The report detailed that mediation and public arbitration led by the Junta de Andalucía's labor mediation system (Sercla) generated a direct saving of EUR 210.6 million for the productive sector in Andalusia by preventing strikes.

This saving was achieved by avoiding a total of 8,814,920 potential hours of strike action through successful mediation agreements between unions and employers.

The mediation process helped advance and ratify collective agreements in key sectors such as transport and commerce, as well as in private clinics and cultural institutions.

More than 1,200 negotiators and 112 mediators were trained through programs focusing on equality and prevention culture to support these mediation efforts.

Context

The Junta de Andalucía's System for Extrajudicial Resolution of Labor Conflicts (Sercla) operates as a formal mediation platform aimed at preventing and resolving labor disputes outside of court.

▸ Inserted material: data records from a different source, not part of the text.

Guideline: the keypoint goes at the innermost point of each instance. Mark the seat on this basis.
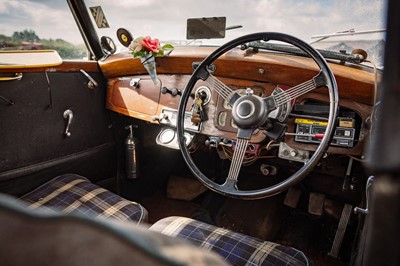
(40, 237)
(63, 210)
(235, 248)
(73, 193)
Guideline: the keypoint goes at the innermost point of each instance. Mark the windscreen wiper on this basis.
(343, 57)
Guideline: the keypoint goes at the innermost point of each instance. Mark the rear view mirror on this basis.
(206, 28)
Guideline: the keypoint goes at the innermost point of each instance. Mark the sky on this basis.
(302, 18)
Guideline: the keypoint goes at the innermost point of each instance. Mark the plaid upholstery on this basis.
(74, 193)
(236, 248)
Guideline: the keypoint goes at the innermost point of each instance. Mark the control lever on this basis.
(359, 210)
(68, 114)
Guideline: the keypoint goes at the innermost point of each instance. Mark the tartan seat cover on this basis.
(236, 248)
(74, 193)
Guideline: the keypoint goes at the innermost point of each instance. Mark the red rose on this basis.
(151, 45)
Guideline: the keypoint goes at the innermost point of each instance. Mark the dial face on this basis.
(241, 92)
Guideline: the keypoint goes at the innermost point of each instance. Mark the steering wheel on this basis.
(250, 112)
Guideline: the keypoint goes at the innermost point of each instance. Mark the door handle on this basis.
(68, 114)
(17, 76)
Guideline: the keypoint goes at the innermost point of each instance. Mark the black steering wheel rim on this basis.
(199, 73)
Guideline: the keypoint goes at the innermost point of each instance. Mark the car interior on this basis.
(262, 151)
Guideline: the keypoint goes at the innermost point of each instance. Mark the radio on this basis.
(344, 134)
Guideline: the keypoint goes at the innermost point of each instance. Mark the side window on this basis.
(40, 25)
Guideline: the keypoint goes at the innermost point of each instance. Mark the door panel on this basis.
(32, 140)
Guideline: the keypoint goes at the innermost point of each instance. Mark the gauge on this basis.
(205, 93)
(256, 91)
(222, 118)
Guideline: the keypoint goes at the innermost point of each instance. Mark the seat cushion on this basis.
(236, 248)
(74, 193)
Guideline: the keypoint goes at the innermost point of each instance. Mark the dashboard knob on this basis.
(173, 91)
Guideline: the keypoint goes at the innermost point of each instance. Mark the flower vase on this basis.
(149, 64)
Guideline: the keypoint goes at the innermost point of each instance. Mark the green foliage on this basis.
(26, 35)
(66, 49)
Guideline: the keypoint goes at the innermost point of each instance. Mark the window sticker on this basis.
(99, 17)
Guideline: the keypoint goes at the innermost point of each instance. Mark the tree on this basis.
(26, 35)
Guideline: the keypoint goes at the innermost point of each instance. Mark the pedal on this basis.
(316, 203)
(292, 197)
(344, 220)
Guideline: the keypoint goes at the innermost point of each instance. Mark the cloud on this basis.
(167, 19)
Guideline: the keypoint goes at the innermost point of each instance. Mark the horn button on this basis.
(249, 112)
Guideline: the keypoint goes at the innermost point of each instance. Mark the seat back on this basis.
(37, 237)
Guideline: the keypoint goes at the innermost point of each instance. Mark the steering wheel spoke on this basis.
(237, 158)
(223, 90)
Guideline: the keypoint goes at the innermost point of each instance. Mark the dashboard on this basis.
(131, 92)
(137, 96)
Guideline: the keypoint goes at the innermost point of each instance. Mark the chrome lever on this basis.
(68, 114)
(359, 210)
(92, 83)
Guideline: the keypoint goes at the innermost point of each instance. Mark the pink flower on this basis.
(151, 45)
(136, 45)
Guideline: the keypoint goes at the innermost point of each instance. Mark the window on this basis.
(38, 25)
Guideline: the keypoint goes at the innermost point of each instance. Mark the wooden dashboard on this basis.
(238, 70)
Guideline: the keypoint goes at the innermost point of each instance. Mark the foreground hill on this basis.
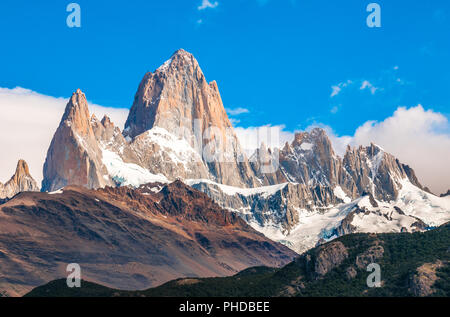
(412, 264)
(125, 238)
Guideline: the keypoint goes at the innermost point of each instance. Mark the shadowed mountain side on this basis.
(125, 238)
(412, 264)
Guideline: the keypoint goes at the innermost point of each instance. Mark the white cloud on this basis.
(237, 111)
(336, 89)
(367, 85)
(28, 121)
(417, 137)
(207, 4)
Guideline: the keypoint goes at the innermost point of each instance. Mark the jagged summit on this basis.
(21, 181)
(177, 96)
(76, 113)
(178, 99)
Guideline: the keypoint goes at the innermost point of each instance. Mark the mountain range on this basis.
(413, 265)
(125, 190)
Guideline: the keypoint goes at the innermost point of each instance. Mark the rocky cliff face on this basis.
(21, 181)
(301, 194)
(126, 238)
(74, 156)
(177, 98)
(311, 160)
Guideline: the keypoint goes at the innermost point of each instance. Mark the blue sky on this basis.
(289, 63)
(278, 59)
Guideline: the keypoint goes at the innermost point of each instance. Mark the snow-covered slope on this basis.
(283, 215)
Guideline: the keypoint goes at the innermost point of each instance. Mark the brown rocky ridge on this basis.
(21, 181)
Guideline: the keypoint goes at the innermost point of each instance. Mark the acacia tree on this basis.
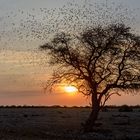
(100, 61)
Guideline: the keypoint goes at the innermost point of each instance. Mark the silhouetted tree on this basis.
(100, 61)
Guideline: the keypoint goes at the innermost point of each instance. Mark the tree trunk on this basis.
(88, 126)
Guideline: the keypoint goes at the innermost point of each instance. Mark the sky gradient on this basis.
(24, 26)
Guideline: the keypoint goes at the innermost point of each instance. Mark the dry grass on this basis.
(65, 123)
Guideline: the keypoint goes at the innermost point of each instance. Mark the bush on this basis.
(125, 108)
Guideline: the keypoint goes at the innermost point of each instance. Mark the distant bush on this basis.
(125, 108)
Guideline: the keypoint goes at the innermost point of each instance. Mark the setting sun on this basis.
(70, 89)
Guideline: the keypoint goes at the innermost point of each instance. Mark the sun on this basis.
(70, 89)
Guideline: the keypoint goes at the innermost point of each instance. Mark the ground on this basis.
(65, 123)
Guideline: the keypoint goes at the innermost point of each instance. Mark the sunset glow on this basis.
(70, 89)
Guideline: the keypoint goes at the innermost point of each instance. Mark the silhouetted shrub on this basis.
(125, 108)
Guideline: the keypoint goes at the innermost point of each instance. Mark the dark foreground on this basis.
(65, 124)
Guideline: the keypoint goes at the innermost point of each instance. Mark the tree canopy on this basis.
(99, 59)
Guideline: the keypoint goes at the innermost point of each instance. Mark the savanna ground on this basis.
(40, 123)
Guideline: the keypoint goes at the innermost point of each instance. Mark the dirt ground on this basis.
(65, 124)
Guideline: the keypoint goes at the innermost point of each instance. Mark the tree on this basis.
(100, 61)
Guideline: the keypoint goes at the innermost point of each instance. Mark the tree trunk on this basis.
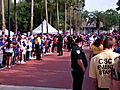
(50, 18)
(46, 9)
(3, 16)
(15, 16)
(65, 18)
(58, 15)
(70, 20)
(32, 9)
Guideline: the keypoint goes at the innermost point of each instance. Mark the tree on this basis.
(118, 3)
(15, 16)
(57, 3)
(32, 9)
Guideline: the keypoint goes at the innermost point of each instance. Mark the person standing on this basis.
(101, 65)
(78, 64)
(60, 44)
(37, 47)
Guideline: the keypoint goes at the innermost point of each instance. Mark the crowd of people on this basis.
(104, 68)
(104, 54)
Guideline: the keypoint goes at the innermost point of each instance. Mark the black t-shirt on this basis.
(78, 54)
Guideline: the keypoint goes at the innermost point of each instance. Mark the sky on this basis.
(100, 5)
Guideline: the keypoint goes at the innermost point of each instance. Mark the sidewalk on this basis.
(7, 87)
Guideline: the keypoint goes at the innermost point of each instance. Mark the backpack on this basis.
(115, 71)
(84, 59)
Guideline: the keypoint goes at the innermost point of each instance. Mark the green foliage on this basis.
(24, 13)
(109, 18)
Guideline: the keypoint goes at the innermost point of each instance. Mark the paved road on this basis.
(53, 73)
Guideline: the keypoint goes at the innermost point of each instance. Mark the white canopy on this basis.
(51, 30)
(7, 32)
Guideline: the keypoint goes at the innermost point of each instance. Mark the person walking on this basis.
(60, 44)
(101, 65)
(78, 64)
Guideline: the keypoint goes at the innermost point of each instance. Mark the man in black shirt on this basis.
(78, 64)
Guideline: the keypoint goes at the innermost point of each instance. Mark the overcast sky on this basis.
(100, 5)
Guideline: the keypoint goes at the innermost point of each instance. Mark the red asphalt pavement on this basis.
(52, 72)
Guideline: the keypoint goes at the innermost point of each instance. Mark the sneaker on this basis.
(22, 62)
(9, 66)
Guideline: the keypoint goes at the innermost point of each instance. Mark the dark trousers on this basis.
(14, 58)
(60, 51)
(54, 45)
(38, 52)
(77, 80)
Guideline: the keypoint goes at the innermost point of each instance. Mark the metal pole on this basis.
(9, 27)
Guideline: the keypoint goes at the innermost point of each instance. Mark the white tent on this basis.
(51, 30)
(7, 32)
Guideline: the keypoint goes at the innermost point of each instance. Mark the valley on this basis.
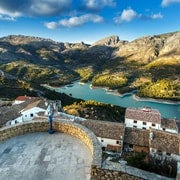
(148, 64)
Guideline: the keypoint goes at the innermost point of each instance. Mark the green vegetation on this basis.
(11, 88)
(112, 81)
(164, 89)
(96, 110)
(143, 161)
(86, 73)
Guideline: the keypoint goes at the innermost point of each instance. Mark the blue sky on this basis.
(88, 20)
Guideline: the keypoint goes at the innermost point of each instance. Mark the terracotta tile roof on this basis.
(105, 129)
(169, 124)
(8, 113)
(137, 137)
(143, 114)
(164, 141)
(39, 103)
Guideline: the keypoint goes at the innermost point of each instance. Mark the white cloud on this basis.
(99, 4)
(168, 2)
(75, 21)
(51, 25)
(126, 16)
(7, 18)
(34, 8)
(157, 16)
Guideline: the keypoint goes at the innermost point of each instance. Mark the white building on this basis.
(147, 118)
(29, 112)
(144, 118)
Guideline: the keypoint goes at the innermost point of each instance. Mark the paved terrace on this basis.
(41, 156)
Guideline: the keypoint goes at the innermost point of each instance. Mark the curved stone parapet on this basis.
(71, 128)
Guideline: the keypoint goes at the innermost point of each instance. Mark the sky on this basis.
(88, 20)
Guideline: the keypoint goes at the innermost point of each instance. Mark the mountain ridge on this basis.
(109, 62)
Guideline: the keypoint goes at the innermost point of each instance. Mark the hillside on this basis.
(109, 62)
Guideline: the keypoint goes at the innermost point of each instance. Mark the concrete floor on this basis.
(41, 156)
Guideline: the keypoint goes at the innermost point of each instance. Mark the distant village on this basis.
(143, 130)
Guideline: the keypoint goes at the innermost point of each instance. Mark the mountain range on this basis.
(111, 62)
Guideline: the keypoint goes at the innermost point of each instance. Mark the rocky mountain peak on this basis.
(108, 41)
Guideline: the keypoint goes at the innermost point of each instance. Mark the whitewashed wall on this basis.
(140, 125)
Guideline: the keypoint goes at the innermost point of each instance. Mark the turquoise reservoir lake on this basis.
(167, 110)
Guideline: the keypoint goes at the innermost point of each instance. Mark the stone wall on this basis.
(77, 130)
(104, 174)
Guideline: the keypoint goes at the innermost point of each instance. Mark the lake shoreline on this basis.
(137, 98)
(116, 93)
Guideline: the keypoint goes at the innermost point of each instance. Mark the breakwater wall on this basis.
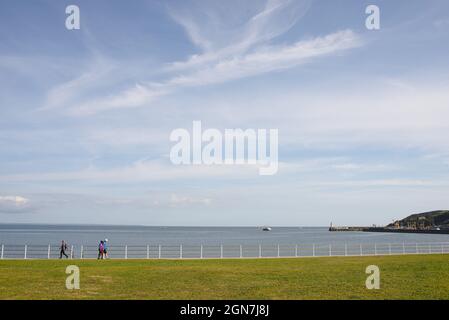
(382, 229)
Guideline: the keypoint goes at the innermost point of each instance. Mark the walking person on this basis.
(63, 249)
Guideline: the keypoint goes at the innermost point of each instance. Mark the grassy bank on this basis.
(402, 277)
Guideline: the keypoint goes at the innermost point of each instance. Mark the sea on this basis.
(40, 234)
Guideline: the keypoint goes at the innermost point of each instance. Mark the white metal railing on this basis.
(220, 251)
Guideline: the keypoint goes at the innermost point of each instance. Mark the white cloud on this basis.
(14, 204)
(180, 201)
(261, 61)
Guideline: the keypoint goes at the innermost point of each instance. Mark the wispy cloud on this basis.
(15, 204)
(263, 60)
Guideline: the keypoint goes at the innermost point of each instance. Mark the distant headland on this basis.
(427, 222)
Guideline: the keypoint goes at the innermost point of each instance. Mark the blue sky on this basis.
(85, 115)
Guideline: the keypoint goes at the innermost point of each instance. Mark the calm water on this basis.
(11, 234)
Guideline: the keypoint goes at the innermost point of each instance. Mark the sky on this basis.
(86, 115)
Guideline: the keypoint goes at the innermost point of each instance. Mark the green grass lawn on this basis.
(402, 277)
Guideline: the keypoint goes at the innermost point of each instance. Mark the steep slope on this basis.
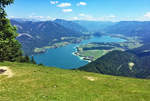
(131, 28)
(121, 64)
(38, 34)
(36, 83)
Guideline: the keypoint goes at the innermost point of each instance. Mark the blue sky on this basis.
(99, 10)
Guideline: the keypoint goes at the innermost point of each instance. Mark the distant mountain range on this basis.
(121, 63)
(131, 63)
(38, 34)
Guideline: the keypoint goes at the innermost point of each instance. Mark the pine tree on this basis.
(32, 60)
(9, 46)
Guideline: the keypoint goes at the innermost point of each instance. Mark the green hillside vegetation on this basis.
(120, 63)
(28, 82)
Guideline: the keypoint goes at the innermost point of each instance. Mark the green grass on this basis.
(37, 83)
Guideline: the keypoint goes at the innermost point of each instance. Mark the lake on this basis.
(63, 58)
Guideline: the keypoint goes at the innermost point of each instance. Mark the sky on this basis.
(95, 10)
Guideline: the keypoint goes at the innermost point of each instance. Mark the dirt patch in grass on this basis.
(6, 71)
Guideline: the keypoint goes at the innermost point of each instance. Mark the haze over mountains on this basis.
(39, 34)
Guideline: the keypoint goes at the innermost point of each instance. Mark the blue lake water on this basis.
(63, 58)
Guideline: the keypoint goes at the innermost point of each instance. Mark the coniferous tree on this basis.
(32, 60)
(9, 46)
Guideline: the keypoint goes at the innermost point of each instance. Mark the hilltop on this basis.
(30, 82)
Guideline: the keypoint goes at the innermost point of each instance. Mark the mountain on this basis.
(120, 63)
(131, 28)
(71, 25)
(39, 34)
(28, 82)
(94, 26)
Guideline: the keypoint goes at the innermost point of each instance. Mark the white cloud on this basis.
(67, 10)
(81, 14)
(81, 4)
(64, 5)
(147, 15)
(112, 16)
(54, 2)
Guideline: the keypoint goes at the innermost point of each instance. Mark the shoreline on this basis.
(75, 53)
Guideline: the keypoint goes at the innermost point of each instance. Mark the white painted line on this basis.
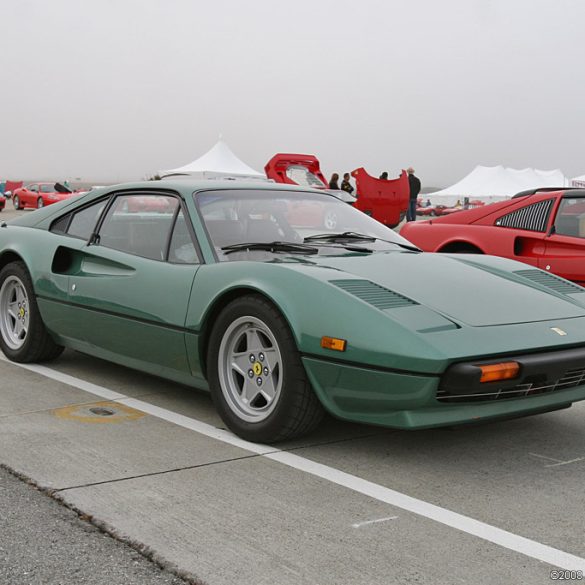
(503, 538)
(66, 379)
(368, 522)
(566, 462)
(545, 457)
(557, 462)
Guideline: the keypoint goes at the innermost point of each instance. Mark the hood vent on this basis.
(550, 281)
(373, 294)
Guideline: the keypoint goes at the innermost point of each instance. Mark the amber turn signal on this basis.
(333, 343)
(502, 371)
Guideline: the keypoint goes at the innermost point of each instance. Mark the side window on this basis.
(182, 249)
(570, 219)
(83, 222)
(80, 224)
(139, 225)
(532, 217)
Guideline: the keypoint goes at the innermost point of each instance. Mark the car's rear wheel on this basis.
(23, 336)
(257, 381)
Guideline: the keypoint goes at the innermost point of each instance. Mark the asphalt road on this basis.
(150, 462)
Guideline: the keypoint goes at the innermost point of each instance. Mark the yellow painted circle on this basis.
(83, 413)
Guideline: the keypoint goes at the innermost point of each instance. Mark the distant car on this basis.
(37, 195)
(544, 228)
(439, 210)
(282, 318)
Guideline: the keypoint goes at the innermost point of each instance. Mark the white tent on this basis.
(497, 183)
(218, 163)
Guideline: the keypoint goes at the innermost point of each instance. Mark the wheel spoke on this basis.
(270, 358)
(241, 364)
(12, 310)
(253, 341)
(268, 390)
(250, 391)
(250, 363)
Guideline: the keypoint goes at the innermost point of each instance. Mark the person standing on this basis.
(345, 184)
(334, 182)
(414, 188)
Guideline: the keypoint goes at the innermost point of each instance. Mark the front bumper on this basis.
(410, 401)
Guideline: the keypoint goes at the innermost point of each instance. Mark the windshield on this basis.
(234, 217)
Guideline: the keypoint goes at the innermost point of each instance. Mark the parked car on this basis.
(383, 199)
(37, 195)
(544, 228)
(281, 320)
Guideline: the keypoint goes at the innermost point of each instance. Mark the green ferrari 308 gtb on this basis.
(285, 303)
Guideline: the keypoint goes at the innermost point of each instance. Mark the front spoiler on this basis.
(403, 401)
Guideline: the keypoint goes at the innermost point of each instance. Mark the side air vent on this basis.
(550, 281)
(374, 294)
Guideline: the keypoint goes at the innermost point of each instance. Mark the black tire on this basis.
(33, 343)
(295, 410)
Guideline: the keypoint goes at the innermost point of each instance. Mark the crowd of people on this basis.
(414, 186)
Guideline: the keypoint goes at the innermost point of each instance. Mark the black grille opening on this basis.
(570, 379)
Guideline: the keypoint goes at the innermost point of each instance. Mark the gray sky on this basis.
(113, 90)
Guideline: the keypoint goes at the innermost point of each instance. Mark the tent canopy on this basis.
(218, 163)
(500, 183)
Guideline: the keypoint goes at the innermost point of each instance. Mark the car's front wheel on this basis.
(23, 337)
(257, 381)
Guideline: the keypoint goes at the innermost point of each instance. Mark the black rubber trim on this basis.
(368, 366)
(542, 368)
(121, 316)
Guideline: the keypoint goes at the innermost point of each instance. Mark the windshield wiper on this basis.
(354, 236)
(341, 237)
(271, 247)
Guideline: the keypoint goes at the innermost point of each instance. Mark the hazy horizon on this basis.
(117, 90)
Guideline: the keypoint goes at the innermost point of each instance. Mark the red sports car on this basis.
(544, 228)
(37, 195)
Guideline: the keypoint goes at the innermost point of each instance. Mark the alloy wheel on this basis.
(14, 312)
(250, 369)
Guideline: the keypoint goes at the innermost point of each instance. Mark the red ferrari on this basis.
(37, 195)
(544, 228)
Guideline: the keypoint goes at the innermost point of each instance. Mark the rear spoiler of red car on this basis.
(544, 190)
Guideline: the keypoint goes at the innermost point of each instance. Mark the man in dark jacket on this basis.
(414, 186)
(345, 184)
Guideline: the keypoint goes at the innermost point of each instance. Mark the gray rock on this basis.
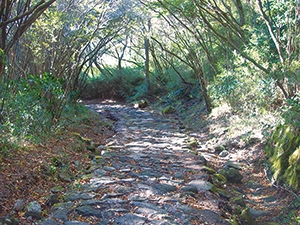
(231, 174)
(64, 176)
(148, 208)
(165, 188)
(19, 205)
(192, 189)
(48, 221)
(201, 185)
(239, 200)
(75, 223)
(9, 221)
(57, 189)
(53, 199)
(234, 165)
(259, 213)
(179, 175)
(34, 210)
(223, 153)
(109, 168)
(60, 210)
(76, 195)
(130, 219)
(211, 217)
(88, 211)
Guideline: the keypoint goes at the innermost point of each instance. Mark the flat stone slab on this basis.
(201, 185)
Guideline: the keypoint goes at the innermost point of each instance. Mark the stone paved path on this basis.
(144, 175)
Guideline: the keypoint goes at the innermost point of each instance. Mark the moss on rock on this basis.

Sectoral collective agreements advanced with the support of mediation include those impacting thousands of companies and employees in Seville, notably in transport, commerce, and healthcare.

Representatives from employer associations and labor unions participated in open debates to shape the forthcoming third phase of the collective bargaining support plan.

Why It Matters

  • The successful use of formal labor mediation prevented material economic harm to businesses and workers while promoting industrial stability.
  • The scalable mediation model employed by the Junta de Andalucía illustrates the potential fiscal and social benefits of robust extrajudicial labor dispute resolution systems for other jurisdictions.